The second state of mind that undermines and scuttles belief is fear. Jesus said to the synagogue official concerning his daughter, "Do not be afraid any longer; only believe, and she shall be made well" (Lu. 8:50). Belief is not only the counterpart of fear, but is also its remedy. Fear reveals a paralyzed mind, whereas belief indicates an active, positive one. As with worry, fear will bleed the spiritual life from your soul. The more you fear, the less you will believe. Fear is simply self-trust. It has a rather stifling, shriveling up effect. When I was in grade eight, I was selected to be the representative of my class for a speech meet. I had rehearsed my speech numerous times; I thought I knew it very well. I remember standing up before that large crowd to deliver my speech, and that normally five minute speech became a two minute disjointed talk. I was paralyzed and I forgot much of the content. Fear does that; you are reduced from a state of assurance to that of discouragement and defeat. The Biblical response to fear is trust, reliance, on God, which says: "I put myself into your hands, Lord. I cast all my anxieties on You. You must see me through. I know that You alone can, and will, provide."

True belief empowers

In securing belief, you then secure the power to change, for belief, by it's very nature, is empowering. Again, we read that the apostle Paul said to the other passengers on board that storm-tossed ship, "And yet now I urge you to keep up your courage, for there shall be no loss of life among you, but only of the ship...Therefore, keep up your courage, men, for I believe God, that it will turn out exactly as I have been told" (Acts 27:22,25). True belief produces courage, inner strength, and resolve. It entails confidence and assurance. True belief produces change because belief itself is the impetus, the dynamic, of 'forward moving.' Again, it is self-propelling. William James wrote, "Be not afraid of life. Believe that life is worth living, and your belief will help create the fact" – the power of belief!

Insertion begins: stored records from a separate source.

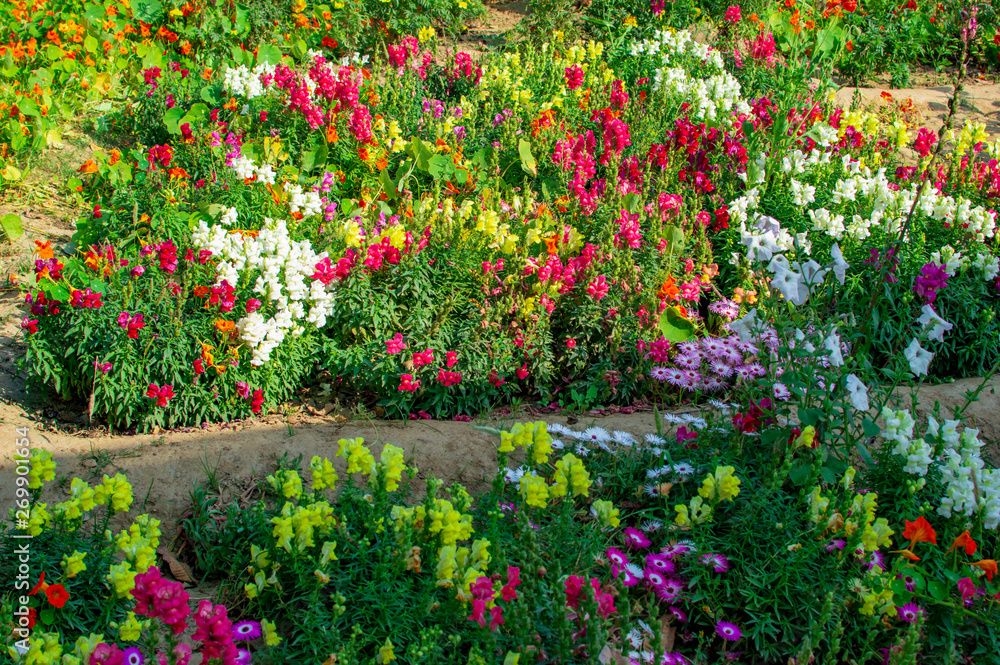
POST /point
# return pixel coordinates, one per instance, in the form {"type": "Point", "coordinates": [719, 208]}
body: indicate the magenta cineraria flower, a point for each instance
{"type": "Point", "coordinates": [717, 562]}
{"type": "Point", "coordinates": [635, 538]}
{"type": "Point", "coordinates": [671, 551]}
{"type": "Point", "coordinates": [616, 556]}
{"type": "Point", "coordinates": [659, 373]}
{"type": "Point", "coordinates": [132, 656]}
{"type": "Point", "coordinates": [660, 562]}
{"type": "Point", "coordinates": [670, 590]}
{"type": "Point", "coordinates": [910, 612]}
{"type": "Point", "coordinates": [245, 631]}
{"type": "Point", "coordinates": [678, 613]}
{"type": "Point", "coordinates": [728, 631]}
{"type": "Point", "coordinates": [654, 577]}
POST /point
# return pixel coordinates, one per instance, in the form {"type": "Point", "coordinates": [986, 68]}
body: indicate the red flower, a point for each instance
{"type": "Point", "coordinates": [919, 531]}
{"type": "Point", "coordinates": [161, 395]}
{"type": "Point", "coordinates": [57, 595]}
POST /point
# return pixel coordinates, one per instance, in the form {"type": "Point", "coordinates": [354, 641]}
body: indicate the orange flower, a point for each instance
{"type": "Point", "coordinates": [919, 531]}
{"type": "Point", "coordinates": [57, 595]}
{"type": "Point", "coordinates": [668, 290]}
{"type": "Point", "coordinates": [45, 251]}
{"type": "Point", "coordinates": [964, 541]}
{"type": "Point", "coordinates": [988, 566]}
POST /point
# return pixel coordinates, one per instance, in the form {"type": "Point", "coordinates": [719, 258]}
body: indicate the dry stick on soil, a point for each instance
{"type": "Point", "coordinates": [891, 251]}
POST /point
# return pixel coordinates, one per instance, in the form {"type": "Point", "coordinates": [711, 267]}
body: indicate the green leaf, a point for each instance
{"type": "Point", "coordinates": [800, 472]}
{"type": "Point", "coordinates": [528, 162]}
{"type": "Point", "coordinates": [437, 166]}
{"type": "Point", "coordinates": [148, 11]}
{"type": "Point", "coordinates": [675, 327]}
{"type": "Point", "coordinates": [11, 225]}
{"type": "Point", "coordinates": [269, 53]}
{"type": "Point", "coordinates": [675, 239]}
{"type": "Point", "coordinates": [938, 590]}
{"type": "Point", "coordinates": [388, 186]}
{"type": "Point", "coordinates": [865, 455]}
{"type": "Point", "coordinates": [172, 120]}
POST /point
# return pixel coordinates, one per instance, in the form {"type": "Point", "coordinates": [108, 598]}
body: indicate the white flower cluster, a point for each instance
{"type": "Point", "coordinates": [283, 269]}
{"type": "Point", "coordinates": [246, 82]}
{"type": "Point", "coordinates": [969, 486]}
{"type": "Point", "coordinates": [709, 97]}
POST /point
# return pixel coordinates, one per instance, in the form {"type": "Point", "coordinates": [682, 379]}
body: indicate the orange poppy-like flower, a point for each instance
{"type": "Point", "coordinates": [919, 531]}
{"type": "Point", "coordinates": [44, 249]}
{"type": "Point", "coordinates": [41, 586]}
{"type": "Point", "coordinates": [988, 566]}
{"type": "Point", "coordinates": [907, 554]}
{"type": "Point", "coordinates": [964, 541]}
{"type": "Point", "coordinates": [57, 595]}
{"type": "Point", "coordinates": [668, 290]}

When we think of all the powerful social or political movements in the course of human history, we discover that the impetus of such movements was the power of belief. For instance, the Civil Rights Movement in the United States of America made quite a stir and has made significant headway over the past fifty years. Why? Recall that the heart of the movement was captured in one of its defining songs:

We shall overcome, we shall overcome,

We shall overcome some day.

Oh, deep in my heart I do believe.

We shall overcome someday.

Those who have true belief are those who change not only themselves, but their world; and those who do not have it often remain in helpless and hopeless obscurity. Do you believe? Do you believe enough to change?